The keys were still sharp enough to scratch, the way new keys are before they've been worn to silk by a pocket. I stood in the open doorway with the cardboard tag folded back in my palm, reading the little stamped numbers on both of them like they might tell me something. The man next door was outside already, carrying something wrapped in a grocery bag from his car, and he nodded once in my direction without breaking stride.

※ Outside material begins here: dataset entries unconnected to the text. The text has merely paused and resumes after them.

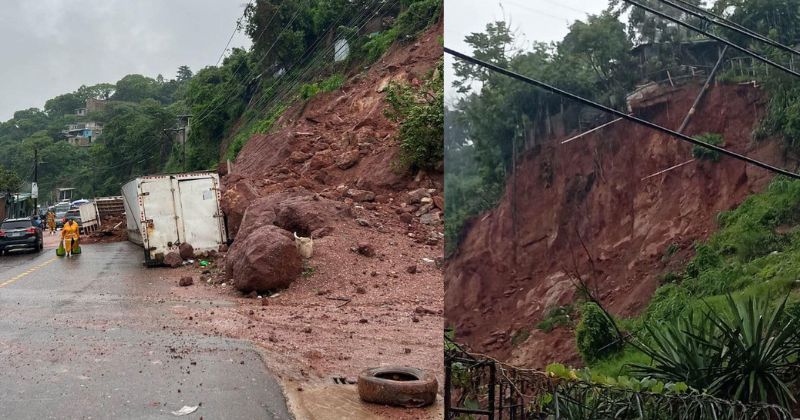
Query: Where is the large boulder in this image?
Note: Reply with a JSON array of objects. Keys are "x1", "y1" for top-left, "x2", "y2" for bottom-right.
[
  {"x1": 225, "y1": 226, "x2": 303, "y2": 293},
  {"x1": 273, "y1": 194, "x2": 345, "y2": 237},
  {"x1": 236, "y1": 192, "x2": 302, "y2": 240},
  {"x1": 220, "y1": 179, "x2": 259, "y2": 238}
]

Down the block I could see the woman's blue mailbox - the one she'd painted herself, and the corner of her porch where she'd left the soup on the step in a pot with a lid weighted down by a rock.
Gary's pegboard was the first thing I saw when he opened the door, a whole wall of brass teeth hanging on little hooks, none of them with so much as a piece of tape. He took my key without looking at it, found an empty hook near the bottom - and the key swung once and went still among all the others. I asked him which one was mine and he said he'd know, the way someone says they'll remember where they parked. Walking back across the ten feet of grass between our doors, I counted at least thirty keys from memory, maybe forty, all the same color - all the same general shape, hanging there like a drawer full of dead batteries.
Gary picked up on the second ring and I could hear him already moving, the screen door slapping behind him, his slippers on the concrete. My mother had been calling through the mail slot, he said - and he could still hear her, something about her knees. There was a long pause where I heard the jangle of metal on metal, thirty keys or forty, the sound of someone opening a cabinet and closing it, opening it again. He said my address out loud - once, to himself, like a question. Then he said he'd get his car.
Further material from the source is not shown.